Reporter: 'What do you think of Western civilisation, Mr Gandhi?' Mohandas Gandhi: 'I think it would be a good idea.' The quote is probably apocryphal, but if the Mahatma didn't say it, he should have.

Now we have something close to a global civilisation: most of the world's people work in similar economies, use the same machines, and live about as long. They even know most of the same things and have the same ambitions. So we need somebody to ask us the same question. Do we really think a global civilisation is a good idea? And, if so, have we any plans for keeping it going beyond a few generations more?

Our duty to our great-grandchildren is to figure out how to get through the 21st century without a collapse. We cannot even imagine what the problems and opportunities of the 22nd century will be, so let's concentrate on what would constitute success by 2100.

Interim success in 2100 would be a world in which a recognisable descendant of the current civilisation is still thriving. The global population might be heading back down towards the current seven billion by then, having peaked at several billion higher, but it won't fall faster than that unless billions die in famine and war, so it must be a future in which a very big population is still sustainable.

Unfortunately, the way we are living now is not sustainable. We have taken too much land out of the natural cycles in order to grow our food. We are systematically destroying major fish populations through overfishing and pollution. We are also driving most of the larger land animals to extinction.

This is a 'six-planet' civilisation: it would take six earth-like planets to sustain the present human population in the high-energy, high-consumption style that is the hallmark of the current global civilisation. Not all of the seven billion have achieved that lifestyle yet, but they all want it and most of them are going to get it. And for the foreseeable future, we will have only one planet, not six.

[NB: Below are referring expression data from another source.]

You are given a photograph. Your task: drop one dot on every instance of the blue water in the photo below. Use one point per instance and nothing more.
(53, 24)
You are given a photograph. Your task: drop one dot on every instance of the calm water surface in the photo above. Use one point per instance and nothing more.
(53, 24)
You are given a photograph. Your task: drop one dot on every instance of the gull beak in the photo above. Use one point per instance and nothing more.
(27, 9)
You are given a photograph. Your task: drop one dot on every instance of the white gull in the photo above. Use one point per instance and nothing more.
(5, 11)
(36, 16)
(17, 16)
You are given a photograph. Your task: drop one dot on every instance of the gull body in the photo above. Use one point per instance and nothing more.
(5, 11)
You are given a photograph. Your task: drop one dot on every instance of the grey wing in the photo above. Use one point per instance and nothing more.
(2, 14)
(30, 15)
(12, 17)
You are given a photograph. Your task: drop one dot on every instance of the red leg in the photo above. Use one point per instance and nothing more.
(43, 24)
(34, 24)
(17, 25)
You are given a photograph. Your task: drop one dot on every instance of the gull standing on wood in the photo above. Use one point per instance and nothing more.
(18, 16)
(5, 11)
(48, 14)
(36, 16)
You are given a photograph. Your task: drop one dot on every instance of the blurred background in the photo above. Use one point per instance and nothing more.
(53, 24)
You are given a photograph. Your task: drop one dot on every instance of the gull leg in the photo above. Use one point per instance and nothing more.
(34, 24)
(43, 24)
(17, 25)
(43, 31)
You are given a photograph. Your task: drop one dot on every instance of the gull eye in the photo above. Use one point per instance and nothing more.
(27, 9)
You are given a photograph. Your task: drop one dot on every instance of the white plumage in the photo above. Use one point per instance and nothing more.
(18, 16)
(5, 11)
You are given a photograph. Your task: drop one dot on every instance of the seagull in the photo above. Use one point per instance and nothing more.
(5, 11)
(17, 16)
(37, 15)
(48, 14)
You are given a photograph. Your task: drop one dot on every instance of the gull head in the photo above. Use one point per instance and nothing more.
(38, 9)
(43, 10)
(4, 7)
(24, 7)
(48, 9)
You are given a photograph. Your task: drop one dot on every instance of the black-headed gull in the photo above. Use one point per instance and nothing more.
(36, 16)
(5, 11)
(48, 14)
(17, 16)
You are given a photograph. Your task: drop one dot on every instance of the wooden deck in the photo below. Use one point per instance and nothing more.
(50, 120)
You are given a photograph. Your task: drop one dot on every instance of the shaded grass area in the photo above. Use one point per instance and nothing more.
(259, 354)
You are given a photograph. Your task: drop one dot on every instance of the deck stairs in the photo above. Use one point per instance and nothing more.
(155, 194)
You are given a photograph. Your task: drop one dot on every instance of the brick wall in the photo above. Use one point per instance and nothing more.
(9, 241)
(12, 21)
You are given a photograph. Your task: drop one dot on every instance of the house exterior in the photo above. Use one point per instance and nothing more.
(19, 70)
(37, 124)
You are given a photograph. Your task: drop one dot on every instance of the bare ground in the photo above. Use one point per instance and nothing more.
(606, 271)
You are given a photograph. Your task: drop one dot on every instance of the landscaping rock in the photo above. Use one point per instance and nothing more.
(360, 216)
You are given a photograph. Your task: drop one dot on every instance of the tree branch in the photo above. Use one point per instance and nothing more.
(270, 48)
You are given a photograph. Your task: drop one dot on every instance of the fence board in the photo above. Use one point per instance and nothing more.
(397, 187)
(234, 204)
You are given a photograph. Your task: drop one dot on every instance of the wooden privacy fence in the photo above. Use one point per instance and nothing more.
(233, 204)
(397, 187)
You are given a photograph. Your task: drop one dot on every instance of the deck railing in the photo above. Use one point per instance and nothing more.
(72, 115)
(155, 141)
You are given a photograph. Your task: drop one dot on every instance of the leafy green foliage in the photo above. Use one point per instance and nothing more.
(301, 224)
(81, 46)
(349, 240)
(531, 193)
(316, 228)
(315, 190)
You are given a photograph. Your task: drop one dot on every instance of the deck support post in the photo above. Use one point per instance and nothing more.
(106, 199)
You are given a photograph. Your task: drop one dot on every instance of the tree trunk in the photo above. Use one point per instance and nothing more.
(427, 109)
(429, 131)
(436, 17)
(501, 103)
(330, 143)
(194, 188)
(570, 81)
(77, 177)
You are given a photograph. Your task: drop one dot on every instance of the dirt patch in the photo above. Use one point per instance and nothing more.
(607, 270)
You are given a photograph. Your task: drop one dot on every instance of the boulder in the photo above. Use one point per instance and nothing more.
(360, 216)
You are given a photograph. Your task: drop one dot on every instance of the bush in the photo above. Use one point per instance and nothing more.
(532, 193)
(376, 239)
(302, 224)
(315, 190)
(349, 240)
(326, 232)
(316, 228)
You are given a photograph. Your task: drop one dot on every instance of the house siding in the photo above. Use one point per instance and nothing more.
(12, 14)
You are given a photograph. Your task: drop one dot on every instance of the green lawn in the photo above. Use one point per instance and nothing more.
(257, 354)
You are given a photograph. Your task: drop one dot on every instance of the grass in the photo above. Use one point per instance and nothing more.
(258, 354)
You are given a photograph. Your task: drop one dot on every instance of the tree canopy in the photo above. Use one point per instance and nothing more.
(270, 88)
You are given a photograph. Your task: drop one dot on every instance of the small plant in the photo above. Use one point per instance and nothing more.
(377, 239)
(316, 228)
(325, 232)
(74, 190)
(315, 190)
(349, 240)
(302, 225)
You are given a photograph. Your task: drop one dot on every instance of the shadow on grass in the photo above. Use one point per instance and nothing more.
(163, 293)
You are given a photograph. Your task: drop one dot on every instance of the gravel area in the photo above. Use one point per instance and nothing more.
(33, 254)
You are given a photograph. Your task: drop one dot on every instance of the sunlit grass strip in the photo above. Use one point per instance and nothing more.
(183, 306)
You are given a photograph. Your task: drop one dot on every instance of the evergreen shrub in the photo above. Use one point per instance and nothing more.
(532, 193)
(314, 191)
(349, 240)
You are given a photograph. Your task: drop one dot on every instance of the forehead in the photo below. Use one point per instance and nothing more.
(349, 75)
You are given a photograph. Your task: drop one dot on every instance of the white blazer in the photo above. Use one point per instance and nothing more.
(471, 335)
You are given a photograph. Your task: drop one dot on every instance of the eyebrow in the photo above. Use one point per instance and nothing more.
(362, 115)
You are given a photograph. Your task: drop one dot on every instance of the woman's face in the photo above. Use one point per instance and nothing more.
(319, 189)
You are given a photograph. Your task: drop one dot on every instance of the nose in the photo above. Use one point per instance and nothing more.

That's the real problem we must solve if we are to reach 2100 without civilisational collapse and a massive 'dieback' of the human population. All the other stuff we worry about, like global warming and the 'sixth great extinction', are really signals that we are not solving the basic sustainability problem. Nor will we ever solve it by just using less energy and eating less meat. Not at seven billion plus, we won't.

So we really have only two options. We can go on in the present patchwork way, with a bit of conservation here and some more renewable energy there, in which case we are heading for population collapse through global famine, and probably civilisational collapse as well because of the attendant wars, well before 2100.

Or we can try to float free from our current dependence on the natural cycles. Use the scientific and technological capabilities of our civilisation to reduce our pressure on the natural world radically. Stop growing or catching our food, for example, and learn to produce it on an industrial scale through biotechnology instead.

Just achieving food independence would greatly reduce our vulnerability to climate change. But, we need to stop global warming anyway. Otherwise, much of what we call 'nature' will not survive, and half the world's big cities will be drowned by sea-level rise.

Given how much excess carbon dioxide we have dumped into the atmosphere already through burning fossil fuels, that will probably require direct human intervention in the climate system: geo-engineering, in other words. We must also move to alternative sources of energy as fast as we can, but we almost certainly won't move fast enough to avoid runaway warming without geo-engineering.

This civilisation is the distilled essence of a 10,000-year human fascination with technology. It will live or die according to its ability to solve by new technologies the problems it has created by its own past technological successes.

If we want our great-grandchildren to be happy in 2100 - if we want them even to be alive - then we have to start managing some of the planet's systems (like the climate system), and to remove ourselves entirely from some of the others. There is no third option.